I miss Bill Clinton
“The biggest long-term threat is that people are becoming and have become disheartened,” said Peggy Noonan in yesterday’s Wall Street Journal editorial (click here). On this point, I think she’s right. This economic disaster is more massive than anyone in modern history has ever dealt with; it is and will be hard. But economics is largely about psychology, and I don’t feel like our primary leader, President Obama, is much of a cheerleader.
Yesterday, Mr. Obama said, without cracking a smile in five minutes and twenty one seconds, “today, I’m pleased to offer some better news. While not a cause for celebration, it is certainly reason to believe that we are moving in the right direction.” Oh, wow. That sounds great. I can’t wait to break ground on that new factory I was thinking about. Mr. Obama didn’t stop there. He went on to give me a dry, boring explication of the gross domestic product and our economy with incessant reminders, qualifiers, and equivocations that times are going to be hard in the future.

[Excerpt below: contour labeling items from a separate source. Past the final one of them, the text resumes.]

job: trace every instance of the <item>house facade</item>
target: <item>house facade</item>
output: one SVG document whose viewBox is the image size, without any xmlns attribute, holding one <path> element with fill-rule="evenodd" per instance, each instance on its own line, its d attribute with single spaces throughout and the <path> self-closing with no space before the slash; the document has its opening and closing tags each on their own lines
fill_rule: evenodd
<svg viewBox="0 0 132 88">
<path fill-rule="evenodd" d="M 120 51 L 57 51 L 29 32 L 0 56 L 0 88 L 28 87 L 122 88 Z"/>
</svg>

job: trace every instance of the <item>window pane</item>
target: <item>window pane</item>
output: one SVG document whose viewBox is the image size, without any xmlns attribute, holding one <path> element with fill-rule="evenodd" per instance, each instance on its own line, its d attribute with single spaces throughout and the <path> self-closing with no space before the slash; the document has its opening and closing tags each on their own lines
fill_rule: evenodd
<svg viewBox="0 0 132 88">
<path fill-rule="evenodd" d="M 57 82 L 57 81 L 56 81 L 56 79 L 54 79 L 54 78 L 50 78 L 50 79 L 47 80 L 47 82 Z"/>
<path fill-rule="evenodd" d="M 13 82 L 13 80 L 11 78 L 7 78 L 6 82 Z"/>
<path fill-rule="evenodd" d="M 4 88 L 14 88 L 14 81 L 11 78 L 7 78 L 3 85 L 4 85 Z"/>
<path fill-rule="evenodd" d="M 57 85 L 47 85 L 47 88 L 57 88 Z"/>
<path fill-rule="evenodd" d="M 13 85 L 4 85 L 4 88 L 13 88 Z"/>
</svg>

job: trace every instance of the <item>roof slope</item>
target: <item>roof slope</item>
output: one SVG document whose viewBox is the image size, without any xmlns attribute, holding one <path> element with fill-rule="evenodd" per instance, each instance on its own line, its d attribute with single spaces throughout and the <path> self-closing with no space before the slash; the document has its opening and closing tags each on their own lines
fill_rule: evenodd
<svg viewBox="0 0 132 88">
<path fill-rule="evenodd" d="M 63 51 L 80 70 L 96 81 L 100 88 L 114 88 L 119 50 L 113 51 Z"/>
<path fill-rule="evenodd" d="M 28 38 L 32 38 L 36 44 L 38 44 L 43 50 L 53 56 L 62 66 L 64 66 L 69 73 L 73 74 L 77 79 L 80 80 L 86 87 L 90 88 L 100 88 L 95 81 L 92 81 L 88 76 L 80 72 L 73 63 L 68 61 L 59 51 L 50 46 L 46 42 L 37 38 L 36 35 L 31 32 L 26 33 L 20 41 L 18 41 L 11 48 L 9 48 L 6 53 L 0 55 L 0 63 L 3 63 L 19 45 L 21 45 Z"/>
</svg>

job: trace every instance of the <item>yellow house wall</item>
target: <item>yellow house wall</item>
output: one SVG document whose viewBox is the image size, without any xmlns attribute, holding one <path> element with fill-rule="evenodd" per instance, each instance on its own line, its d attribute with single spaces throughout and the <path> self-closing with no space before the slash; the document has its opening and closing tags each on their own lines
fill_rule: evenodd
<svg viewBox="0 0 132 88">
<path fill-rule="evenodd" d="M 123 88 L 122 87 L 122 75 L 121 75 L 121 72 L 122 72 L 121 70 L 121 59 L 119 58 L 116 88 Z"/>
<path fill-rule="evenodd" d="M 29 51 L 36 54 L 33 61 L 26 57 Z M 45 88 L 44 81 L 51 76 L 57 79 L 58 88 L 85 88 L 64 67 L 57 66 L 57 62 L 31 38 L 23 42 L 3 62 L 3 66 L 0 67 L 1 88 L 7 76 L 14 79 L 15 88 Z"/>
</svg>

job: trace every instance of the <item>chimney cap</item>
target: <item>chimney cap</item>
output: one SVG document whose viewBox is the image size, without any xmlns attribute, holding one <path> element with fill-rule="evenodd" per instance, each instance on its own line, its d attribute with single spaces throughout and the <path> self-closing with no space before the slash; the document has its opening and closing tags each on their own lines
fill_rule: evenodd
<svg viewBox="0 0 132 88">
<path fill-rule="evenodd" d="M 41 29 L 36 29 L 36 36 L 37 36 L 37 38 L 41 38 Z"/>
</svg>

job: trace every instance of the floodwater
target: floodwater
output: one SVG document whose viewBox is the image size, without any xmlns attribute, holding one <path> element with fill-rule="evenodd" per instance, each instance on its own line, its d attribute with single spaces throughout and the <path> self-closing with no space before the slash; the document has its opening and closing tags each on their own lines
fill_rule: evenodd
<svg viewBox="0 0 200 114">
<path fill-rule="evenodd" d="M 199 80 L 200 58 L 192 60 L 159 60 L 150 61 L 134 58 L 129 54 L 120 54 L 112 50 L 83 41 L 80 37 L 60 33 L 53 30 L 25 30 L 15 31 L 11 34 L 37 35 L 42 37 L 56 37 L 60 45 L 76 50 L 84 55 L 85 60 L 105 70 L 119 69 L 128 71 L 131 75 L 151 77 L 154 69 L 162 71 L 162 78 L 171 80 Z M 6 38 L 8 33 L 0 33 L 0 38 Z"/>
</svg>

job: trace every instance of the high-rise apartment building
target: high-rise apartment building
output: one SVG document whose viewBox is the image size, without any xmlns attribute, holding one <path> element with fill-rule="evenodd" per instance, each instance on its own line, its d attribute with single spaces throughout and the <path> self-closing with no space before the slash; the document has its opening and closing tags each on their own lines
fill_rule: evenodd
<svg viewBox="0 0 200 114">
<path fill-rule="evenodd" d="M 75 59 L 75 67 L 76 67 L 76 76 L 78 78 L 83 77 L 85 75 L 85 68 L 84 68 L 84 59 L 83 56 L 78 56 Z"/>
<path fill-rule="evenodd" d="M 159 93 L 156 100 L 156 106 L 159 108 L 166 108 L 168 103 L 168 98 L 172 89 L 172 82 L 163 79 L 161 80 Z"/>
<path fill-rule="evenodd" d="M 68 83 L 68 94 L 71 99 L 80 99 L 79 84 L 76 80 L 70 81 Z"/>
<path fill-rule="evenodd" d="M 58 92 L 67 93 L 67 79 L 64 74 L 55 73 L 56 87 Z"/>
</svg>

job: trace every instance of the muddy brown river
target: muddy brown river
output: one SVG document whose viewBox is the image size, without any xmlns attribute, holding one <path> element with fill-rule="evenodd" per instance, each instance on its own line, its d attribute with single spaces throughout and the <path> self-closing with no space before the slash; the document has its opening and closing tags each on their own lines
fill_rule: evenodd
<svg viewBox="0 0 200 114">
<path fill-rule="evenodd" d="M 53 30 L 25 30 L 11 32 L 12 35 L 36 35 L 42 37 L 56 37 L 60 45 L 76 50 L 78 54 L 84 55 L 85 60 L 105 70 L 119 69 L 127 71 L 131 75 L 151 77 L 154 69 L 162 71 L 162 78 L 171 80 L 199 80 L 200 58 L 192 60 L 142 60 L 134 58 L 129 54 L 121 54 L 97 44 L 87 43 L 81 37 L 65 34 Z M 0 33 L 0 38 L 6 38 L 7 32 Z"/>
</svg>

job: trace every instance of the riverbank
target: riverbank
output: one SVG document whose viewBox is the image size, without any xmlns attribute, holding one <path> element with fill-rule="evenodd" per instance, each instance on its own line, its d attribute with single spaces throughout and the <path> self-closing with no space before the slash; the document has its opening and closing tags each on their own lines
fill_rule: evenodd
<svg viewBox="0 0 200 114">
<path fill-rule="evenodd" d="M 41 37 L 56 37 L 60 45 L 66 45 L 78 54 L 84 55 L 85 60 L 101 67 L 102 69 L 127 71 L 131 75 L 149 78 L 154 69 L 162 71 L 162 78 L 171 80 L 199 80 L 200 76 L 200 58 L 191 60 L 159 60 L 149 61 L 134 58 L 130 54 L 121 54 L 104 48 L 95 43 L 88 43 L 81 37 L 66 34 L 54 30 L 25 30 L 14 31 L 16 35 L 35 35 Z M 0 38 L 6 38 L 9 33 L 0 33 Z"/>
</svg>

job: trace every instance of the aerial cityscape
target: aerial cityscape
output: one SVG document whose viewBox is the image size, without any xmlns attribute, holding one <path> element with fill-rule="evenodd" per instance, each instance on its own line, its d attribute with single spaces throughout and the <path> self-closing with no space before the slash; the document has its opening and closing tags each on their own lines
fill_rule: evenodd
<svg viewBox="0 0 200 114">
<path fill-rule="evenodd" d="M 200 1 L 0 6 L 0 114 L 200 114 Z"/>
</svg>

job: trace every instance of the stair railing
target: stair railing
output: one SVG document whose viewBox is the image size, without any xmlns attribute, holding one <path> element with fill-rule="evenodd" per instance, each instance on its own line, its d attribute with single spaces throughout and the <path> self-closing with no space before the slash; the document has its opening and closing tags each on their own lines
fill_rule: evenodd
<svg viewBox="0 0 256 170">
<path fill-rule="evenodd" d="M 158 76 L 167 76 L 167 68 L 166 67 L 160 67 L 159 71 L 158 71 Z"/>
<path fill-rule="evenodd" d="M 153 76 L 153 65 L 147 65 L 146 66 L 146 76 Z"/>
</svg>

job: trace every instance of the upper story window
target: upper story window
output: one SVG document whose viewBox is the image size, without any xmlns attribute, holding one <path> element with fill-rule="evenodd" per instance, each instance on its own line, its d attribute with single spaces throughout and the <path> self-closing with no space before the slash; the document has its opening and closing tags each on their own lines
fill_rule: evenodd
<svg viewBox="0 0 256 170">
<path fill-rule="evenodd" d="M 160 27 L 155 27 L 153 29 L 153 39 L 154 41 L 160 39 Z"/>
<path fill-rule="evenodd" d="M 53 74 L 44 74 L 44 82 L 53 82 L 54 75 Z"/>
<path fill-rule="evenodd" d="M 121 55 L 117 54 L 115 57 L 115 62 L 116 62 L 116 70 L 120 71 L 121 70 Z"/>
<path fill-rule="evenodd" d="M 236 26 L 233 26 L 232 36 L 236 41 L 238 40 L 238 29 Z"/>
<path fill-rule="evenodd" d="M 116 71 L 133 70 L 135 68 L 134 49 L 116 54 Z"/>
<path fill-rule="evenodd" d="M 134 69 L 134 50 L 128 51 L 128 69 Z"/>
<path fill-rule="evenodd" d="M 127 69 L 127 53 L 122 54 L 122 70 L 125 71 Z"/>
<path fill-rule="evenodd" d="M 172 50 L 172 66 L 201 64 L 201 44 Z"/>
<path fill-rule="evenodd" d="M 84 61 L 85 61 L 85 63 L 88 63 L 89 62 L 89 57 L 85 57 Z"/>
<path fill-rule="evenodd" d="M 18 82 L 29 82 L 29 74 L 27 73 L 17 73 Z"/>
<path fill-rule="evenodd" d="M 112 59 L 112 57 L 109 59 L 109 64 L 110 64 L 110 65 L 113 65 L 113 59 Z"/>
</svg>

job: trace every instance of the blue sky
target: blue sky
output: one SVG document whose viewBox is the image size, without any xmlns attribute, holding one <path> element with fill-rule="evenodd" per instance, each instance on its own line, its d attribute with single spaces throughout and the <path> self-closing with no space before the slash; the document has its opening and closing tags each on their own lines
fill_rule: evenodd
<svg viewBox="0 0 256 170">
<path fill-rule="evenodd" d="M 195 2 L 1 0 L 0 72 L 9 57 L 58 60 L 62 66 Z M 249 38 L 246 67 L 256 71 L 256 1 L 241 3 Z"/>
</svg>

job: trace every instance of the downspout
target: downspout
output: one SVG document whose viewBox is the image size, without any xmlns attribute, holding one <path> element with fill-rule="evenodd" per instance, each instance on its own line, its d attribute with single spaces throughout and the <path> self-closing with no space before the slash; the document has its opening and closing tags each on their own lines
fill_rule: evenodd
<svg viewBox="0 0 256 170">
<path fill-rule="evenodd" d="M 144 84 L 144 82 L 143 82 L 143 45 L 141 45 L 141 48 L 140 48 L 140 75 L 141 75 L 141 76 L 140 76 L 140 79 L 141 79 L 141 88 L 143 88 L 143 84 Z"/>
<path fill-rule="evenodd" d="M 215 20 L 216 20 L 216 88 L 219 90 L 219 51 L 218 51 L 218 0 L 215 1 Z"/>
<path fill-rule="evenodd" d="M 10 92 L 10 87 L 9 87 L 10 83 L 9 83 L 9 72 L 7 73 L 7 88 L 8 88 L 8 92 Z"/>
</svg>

I miss Bill Clinton. He made me feel good about America. He made me feel like we were going somewhere, and that I was playing on the winning team. He made me want to invest in the future, made me want to take a risk. Compared to Clinton, President Obama feels like he’s simply the Analyst in Chief.
Oh, I know he’s doing great work in the face of a massive disaster. I just want him to do it with a smile. I want him to remind me that America’s best days are still in front of it. I think it would make his job a lot easier.